Au cours de la deuxième moitié du 15ème siècle, la société portugaise se trouve en pleine mutation. Au gré des voyages maritimes et des découvertes, le commerce avec le nouveau monde a permis à de nombreux membres de la noblesse et de la bourgeoisie d’accumuler d’énormes richesses, exacerbant les inégalités sociales.
En parallèle à cette opulence arrogante, souvent indifférente à la souffrance des autres, le nombre de familles dans le besoin, d’estropiés, d’orphelins, de personnes âgées abandonnées, de pauvres, de malades et de vagabonds, endurant toutes sortes de privations, ne cessent de croître dans les villages et villes du Royaume.
Les institutions de bienfaisance traditionnelles, qui avaient grandement contribué à soulager certaines carences sociales et à prodiguer des soins aux plus défavorisés, éprouvaient de plus en plus de difficultés à répondre à tous ces besoins.
C’est dans ce contexte que prend source, il y a plus de 500 ans, l’histoire des Miséricordes portugaises. La première a été fondée à Lisbonne, le 15 août 1498, à l’initiative de la reine Leonor, veuve de D. João II et régente du royaume, pour venir en aide aux plus démunis. Ce soutien se matérialise par le biais des 14 œuvres de Miséricorde (sept corporelles et sept spirituelles) qui comprennent l’ensemble des domaines de l’action sociale, aussi bien matérielle que morale.
Les sept œuvres de miséricorde corporelles (donner à manger aux affamés, donner à boire à ceux qui ont soif, vêtir ceux qui sont nus, accueillir les pèlerins, assister les malades, visiter les prisonniers, ensevelir les morts) sont plus évidentes, car elles se traduisent par des actions visibles.
Les sept œuvres spirituelles (conseiller ceux qui sont dans le doute, enseigner les ignorants, avertir les pécheurs, consoler les affligés, pardonner les offenses, supporter patiemment les personnes ennuyeuses, prier Dieu pour les vivants et pour les morts) sont plus difficilement appréhendées, précisément parce qu’elles sont de nature morale et spirituelle.
L’universalité, la solidarité et la coopération fraternelle sont des composants essentiels des Miséricordes, dans le respect de l’identité de chacun(e). Faire le bien sans rien attendre en retour. Aider les plus démunis sans considération de races, de classes, de croyances, de territoires ou d’origines, dans le respect de la dignité de tout un chacun. Les Miséricordes sont des institutions caritatives profondément ancrés dans l’âme chrétienne des Portugais qui, très vite, les ont désignées comme la « Maison Sainte » (Santa Casa).

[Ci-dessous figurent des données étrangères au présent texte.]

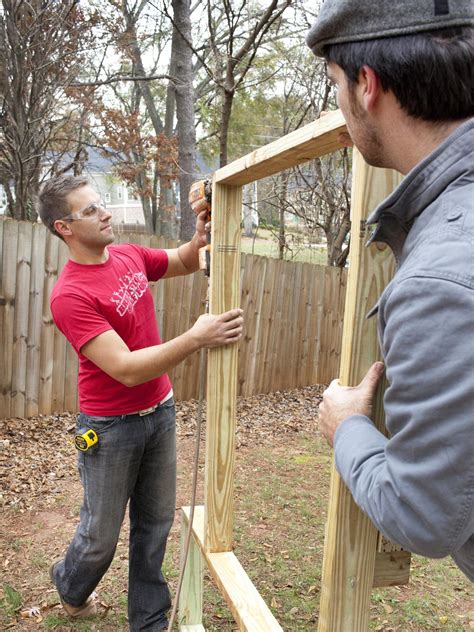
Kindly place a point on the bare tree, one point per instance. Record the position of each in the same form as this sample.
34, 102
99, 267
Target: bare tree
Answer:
184, 93
42, 44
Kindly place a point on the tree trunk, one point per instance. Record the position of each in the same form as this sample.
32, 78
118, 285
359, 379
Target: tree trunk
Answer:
186, 130
167, 199
282, 206
248, 206
228, 99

Sous la protection royale et le soutien de l’Église, très rapidement des Miséricordes sont créées dans les principales villes du Royaume, prenant pour modèle celle de Lisbonne. Dès 1499, à Porto, Évora et Angra do Heroísmo, puis à Coimbra (1500). En 1524, on en comptabilisait déjà 60 et une centaine en 1580.
Le souci d’apporter une aide aux plus pauvres et démunis c’est très vite matérialisé par l’implantation de Miséricordes sur d’autres continents, associant l’humanisme chrétien et la solidarité au service de la fraternité universelle : Goa (Inde, 1515-1520), Santos (Brésil, 1543), Macao (Chine, 1569) et Luanda (Angola, 1576). Au cours des dernières décennies, furent créées les Miséricordes de Paris (1994) et du Luxembourg (1996).
Il y a aujourd’hui environ 400 Miséricordes au Portugal, constituant un réseau d’institutions privées de solidarité sociale qui couvre l’ensemble du territoire. Les miséricordes sont regroupées au sein de l’Union des miséricordes portugaises (UMP). Au niveau international, il y a aussi l’Union européenne des Miséricordes et la Confédération mondiale des Miséricordes, qui regroupent des milliers d’institutions, dont plus de 2 000 pour le seul Brésil. Ces associations de chrétiens laïcs sont devenues un acteur de premier plan dans les différents domaines de l’action sociale et de la solidarité auprès des plus démunis (santé, assistance, emploi et formation professionnelle, coopération et développement, tourisme social, etc.).